The architecture We have experimented with many architectures and structures for the generator, include pooling layers, bottleneck architectures with strided and deconvolution layers, yet, at the end, we concluded that a simple architecture of stride-1 convolution layers can generate better results. This suggests that it is better to keep the widths of the layers unreduced and allow the network to process information along the width of the scene at each convolution. This also allows the network to get a better estimation about the sizes of the objects since each convolution has access to the width of the scene. Moreover, worse performance on increased filter sizes suggests that highly local processing is better and bigger filter sizes lead to averaging of information across voxels.

Future work One can formulate the scene extrapolation task as a sequence modeling problem, such that the input sequence (the visible scene) is encoded by a sequence modeling framework, and the rest of the scene is decoded by another. Moreover, a context network can be trained in parallel together with the generation network such that the context network captures a high-level scene information and layout of the scene and modulates the generation process.

5 Conclusion

In this paper, we have proposed using convolutional networks for the scene extrapolation problem, which has not been addressed in the literature before.
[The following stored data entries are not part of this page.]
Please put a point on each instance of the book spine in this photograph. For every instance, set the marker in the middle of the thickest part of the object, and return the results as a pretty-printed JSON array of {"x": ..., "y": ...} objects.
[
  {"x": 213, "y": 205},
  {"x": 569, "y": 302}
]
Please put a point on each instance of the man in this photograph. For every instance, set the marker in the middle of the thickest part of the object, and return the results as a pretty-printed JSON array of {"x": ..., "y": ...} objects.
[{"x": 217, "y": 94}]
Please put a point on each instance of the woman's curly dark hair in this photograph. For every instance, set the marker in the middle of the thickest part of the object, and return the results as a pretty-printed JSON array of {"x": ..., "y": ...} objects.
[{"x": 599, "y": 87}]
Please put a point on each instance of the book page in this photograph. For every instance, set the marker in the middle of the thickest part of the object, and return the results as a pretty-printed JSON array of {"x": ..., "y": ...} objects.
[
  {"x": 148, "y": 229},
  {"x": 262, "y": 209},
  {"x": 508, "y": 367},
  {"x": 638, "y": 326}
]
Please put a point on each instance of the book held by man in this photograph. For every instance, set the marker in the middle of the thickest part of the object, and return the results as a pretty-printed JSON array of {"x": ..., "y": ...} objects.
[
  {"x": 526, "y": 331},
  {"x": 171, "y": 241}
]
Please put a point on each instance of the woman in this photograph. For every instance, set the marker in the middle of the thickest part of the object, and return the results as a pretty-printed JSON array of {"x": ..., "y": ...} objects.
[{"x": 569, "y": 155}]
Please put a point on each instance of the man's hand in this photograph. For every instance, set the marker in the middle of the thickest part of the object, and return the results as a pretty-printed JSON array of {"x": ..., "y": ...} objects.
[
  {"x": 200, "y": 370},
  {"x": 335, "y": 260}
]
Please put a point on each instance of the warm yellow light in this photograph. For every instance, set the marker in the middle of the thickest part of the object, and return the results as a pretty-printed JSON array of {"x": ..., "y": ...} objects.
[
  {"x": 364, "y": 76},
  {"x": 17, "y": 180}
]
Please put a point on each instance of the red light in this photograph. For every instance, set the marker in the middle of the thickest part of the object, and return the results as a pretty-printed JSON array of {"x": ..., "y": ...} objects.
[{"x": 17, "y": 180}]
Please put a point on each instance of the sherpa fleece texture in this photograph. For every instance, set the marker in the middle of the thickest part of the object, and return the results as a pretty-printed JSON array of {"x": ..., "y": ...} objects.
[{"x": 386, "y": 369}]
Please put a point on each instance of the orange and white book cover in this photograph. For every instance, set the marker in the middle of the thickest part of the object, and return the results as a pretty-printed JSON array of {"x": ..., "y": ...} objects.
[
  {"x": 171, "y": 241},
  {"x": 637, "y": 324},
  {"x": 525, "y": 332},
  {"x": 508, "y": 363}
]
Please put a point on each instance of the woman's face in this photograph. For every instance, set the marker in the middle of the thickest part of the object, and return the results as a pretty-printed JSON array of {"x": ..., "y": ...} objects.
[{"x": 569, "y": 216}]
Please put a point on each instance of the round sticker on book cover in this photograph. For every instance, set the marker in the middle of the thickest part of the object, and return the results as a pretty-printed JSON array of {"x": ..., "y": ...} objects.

We showed that the proposed models are able to extrapolate the scene toward the unseen part and extend successfully the ground, the walls and the partially visible objects.

However, we realized that the networks were unable to hallucinate objects in the extrapolated part of the scene if they did not have any part visible in the input scene. This is likely to be due to the highly challenging nature of the extrapolation problem, due to the huge inter-variability and intra-variability between the objects. To able to extrapolate at a level where new objects can be generated would likely require (1) a much larger dataset than we used and available in the literature, and (2) extraction and usage of higher-level semantic information from the input scene, as a modulator for the deep extrapolating networks.

Scene extrapolation is a challenging and highly-relevant problem for the computer graphics and deep learning societies, and our paper offers a new research problem and direction with which new and better learning and estimation methods can be developed.